Um dos mais destacados e premiados repórteres fotográficos do país, Orlando Brito, de 70 anos, também foi empurrado pelos manifestantes. Com 54 anos de profissão e passagens por diversos veículos do país, registrando alguns dos mais importantes episódios da política brasileira, inclusive o período da ditadura militar, Brito cobria o ato incentivado por Jair Bolsonaro para o website Os Divergentes. Conforme seu relato, qualquer pessoa com câmera fotográfica e credencial estava sendo ofendida, independentemente do veículo no qual trabalhava.

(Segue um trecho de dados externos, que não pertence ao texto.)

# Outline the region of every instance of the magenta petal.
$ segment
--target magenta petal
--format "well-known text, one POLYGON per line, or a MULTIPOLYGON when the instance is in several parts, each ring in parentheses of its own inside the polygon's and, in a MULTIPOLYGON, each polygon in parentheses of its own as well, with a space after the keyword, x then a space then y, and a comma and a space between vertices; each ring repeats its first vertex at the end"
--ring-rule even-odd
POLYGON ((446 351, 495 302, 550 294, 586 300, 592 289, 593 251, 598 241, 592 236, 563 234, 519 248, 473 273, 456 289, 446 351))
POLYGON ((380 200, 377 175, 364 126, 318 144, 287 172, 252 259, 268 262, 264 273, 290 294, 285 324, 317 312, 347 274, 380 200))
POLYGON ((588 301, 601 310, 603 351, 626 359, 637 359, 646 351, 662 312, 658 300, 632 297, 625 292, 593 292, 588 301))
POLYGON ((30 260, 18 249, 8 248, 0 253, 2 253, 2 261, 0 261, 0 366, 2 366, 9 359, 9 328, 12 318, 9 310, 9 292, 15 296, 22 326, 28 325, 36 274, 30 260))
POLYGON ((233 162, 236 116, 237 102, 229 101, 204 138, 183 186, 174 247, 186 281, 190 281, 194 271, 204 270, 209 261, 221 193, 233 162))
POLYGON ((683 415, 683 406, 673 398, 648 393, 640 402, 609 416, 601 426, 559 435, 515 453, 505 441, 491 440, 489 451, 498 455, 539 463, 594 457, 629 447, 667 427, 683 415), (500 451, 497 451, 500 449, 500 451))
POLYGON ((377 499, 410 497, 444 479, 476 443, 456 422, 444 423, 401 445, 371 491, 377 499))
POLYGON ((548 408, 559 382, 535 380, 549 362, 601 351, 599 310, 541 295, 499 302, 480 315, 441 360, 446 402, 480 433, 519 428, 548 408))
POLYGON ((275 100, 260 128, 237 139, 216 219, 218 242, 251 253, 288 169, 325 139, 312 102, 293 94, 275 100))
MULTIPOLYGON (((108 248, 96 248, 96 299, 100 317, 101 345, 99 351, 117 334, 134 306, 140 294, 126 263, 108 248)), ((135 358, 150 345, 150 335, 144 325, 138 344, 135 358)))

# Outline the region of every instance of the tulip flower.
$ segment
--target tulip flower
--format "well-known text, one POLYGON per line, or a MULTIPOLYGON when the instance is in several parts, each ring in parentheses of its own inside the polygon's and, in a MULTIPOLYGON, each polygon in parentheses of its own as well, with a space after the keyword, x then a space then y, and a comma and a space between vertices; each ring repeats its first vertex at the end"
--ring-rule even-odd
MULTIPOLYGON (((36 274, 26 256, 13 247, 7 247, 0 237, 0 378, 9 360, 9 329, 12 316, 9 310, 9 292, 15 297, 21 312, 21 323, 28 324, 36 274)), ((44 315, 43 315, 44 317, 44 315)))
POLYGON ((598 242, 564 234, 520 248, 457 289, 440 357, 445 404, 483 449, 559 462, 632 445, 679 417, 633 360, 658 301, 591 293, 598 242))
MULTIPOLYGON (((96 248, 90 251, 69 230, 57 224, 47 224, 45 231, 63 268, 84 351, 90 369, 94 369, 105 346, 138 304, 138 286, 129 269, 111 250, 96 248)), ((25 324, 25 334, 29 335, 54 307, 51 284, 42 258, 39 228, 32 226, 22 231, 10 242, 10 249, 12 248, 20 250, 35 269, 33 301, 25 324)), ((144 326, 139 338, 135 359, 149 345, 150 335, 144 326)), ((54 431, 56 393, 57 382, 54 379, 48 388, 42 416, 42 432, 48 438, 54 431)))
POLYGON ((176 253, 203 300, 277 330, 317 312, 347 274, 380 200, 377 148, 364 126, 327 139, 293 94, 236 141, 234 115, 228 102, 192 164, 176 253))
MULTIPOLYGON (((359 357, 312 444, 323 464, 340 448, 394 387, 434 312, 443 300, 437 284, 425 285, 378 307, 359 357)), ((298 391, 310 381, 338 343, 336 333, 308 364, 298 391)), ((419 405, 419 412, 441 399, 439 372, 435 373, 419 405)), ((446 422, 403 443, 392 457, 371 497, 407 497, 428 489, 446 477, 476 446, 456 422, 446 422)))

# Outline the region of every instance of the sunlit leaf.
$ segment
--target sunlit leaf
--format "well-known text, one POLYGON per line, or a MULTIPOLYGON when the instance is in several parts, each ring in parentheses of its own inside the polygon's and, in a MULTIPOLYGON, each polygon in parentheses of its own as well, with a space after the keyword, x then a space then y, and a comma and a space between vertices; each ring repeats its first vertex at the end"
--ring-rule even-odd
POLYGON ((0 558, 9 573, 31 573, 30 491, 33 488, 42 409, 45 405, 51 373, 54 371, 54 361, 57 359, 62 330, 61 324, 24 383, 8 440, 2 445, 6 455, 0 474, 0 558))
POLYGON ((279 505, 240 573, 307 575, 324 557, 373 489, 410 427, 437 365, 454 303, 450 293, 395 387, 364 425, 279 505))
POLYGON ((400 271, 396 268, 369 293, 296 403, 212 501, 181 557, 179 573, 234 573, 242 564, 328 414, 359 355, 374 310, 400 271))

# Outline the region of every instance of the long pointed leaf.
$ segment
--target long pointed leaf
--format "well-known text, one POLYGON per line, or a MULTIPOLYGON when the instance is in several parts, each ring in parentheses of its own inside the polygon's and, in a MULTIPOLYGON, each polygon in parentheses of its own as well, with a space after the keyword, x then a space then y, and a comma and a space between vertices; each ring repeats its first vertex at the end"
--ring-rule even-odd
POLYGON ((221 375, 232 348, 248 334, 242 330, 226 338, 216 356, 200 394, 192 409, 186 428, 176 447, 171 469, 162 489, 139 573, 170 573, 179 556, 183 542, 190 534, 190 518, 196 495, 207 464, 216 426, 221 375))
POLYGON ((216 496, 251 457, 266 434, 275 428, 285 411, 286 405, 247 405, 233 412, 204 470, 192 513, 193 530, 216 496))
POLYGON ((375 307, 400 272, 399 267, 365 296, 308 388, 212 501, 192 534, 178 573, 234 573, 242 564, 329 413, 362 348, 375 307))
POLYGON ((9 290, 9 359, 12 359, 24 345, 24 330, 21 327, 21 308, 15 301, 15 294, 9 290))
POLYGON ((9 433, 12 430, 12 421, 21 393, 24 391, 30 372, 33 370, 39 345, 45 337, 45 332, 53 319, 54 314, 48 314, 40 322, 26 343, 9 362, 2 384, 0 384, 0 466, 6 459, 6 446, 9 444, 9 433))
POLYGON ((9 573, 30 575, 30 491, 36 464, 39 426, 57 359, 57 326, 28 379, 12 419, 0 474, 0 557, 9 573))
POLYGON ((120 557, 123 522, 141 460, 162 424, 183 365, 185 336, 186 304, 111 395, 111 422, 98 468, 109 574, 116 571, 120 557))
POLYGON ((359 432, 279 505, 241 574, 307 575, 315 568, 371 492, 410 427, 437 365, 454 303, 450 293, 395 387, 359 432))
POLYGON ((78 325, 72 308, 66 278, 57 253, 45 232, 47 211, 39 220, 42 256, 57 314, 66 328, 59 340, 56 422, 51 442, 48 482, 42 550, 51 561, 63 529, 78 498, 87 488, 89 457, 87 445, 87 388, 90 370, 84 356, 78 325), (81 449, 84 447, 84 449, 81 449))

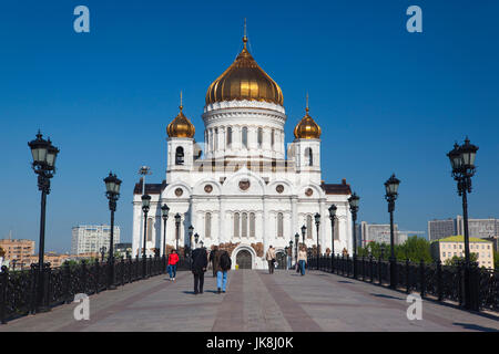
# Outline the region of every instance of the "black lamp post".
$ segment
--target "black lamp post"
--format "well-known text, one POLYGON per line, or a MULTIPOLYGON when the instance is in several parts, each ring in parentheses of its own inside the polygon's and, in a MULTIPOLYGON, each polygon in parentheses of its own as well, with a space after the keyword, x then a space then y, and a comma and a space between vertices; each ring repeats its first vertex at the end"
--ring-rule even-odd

Outros eventos que mobilizaram jornalistas no fim de semana também produziram casos de hostilidades e agressões contra repórteres no exercício da profissão.

No sábado, 02.mai.2020, durante a cobertura das manifestações contra e a favor do ex-ministro da Justiça, Sérgio Moro, em Curitiba, um apoiador de Bolsonaro atacou um repórter cinematográfico da afiliada da TV Record em Curitiba (RICTV). Robson Silva se preparava para fazer uma transmissão ao vivo, quando o homem com bandeira do Brasil partiu para cima dele, tentou acertá-lo no rosto e derrubar a câmera no chão. Outros cinegrafistas presentes em frente à Polícia Federal evitaram a agressão física e, felizmente, ninguém se feriu.

No feriado de primeiro de maio, Dia do Trabalhador, conforme relatos enviados à Federação Nacional dos Jornalistas (Fenaj), militantes favoráveis a Bolsonaro tentaram agredir equipes de reportagem na Praça dos Três Poderes, em Brasília. Os apoiadores do presidente tentavam impedir um protesto de enfermeiros por melhores condições de trabalho no combate à pandemia.

Os novos ataques se somam aos ocorridos no dia 19.abr.2020, quando jornalistas foram alvo de ofensas e agressões por parte de militantes do presidente Bolsonaro em Brasília, São Paulo e Porto Alegre. Nas últimas semanas de março, dois estudos deram dimensão do agravamento da situação dos jornalistas no mundo: a Federação Internacional de Jornalistas (FIJ) mostrou que três em cada quatro jornalistas já enfrentaram intimidação ao apurar notícias sobre a pandemia de covid-19. No ranking da organização Repórteres Sem Fronteiras sobre liberdade de imprensa, o Brasil caiu duas posições em relação a 2019.

Tais agressões são incentivadas pelo comportamento e pelo discurso do presidente Jair Bolsonaro. Seus ataques aos meios de comunicação, teorias conspiratórias e comportamento ofensivo fomentam um clima de hostilidade à imprensa, além de servirem de exemplo e legitimarem o comportamento criminoso de seus apoiadores. É inaceitável que militantes favoráveis ao governo saiam às ruas com objetivo expresso de intimidar os profissionais de imprensa, quando o próprio governo federal definiu o jornalismo como atividade essencial durante a pandemia.

A deterioração da liberdade de imprensa, fomentada por autoridades eleitas e servidores públicos, é um risco grave para a democracia. A Abraji e o Observatório da Liberdade de Imprensa da OAB cobram das instituições republicanas que protejam o direito da sociedade à informação. Os três poderes, nas três esferas, não podem se mostrar passivos diante da violência física e simbólica contra os jornalistas, e devem punir agressões e reagir aos discursos antidemocráticos.

Diretoria da Abraji e Observatório da Liberdade de imprensa da OAB, 03 de maio de 2020.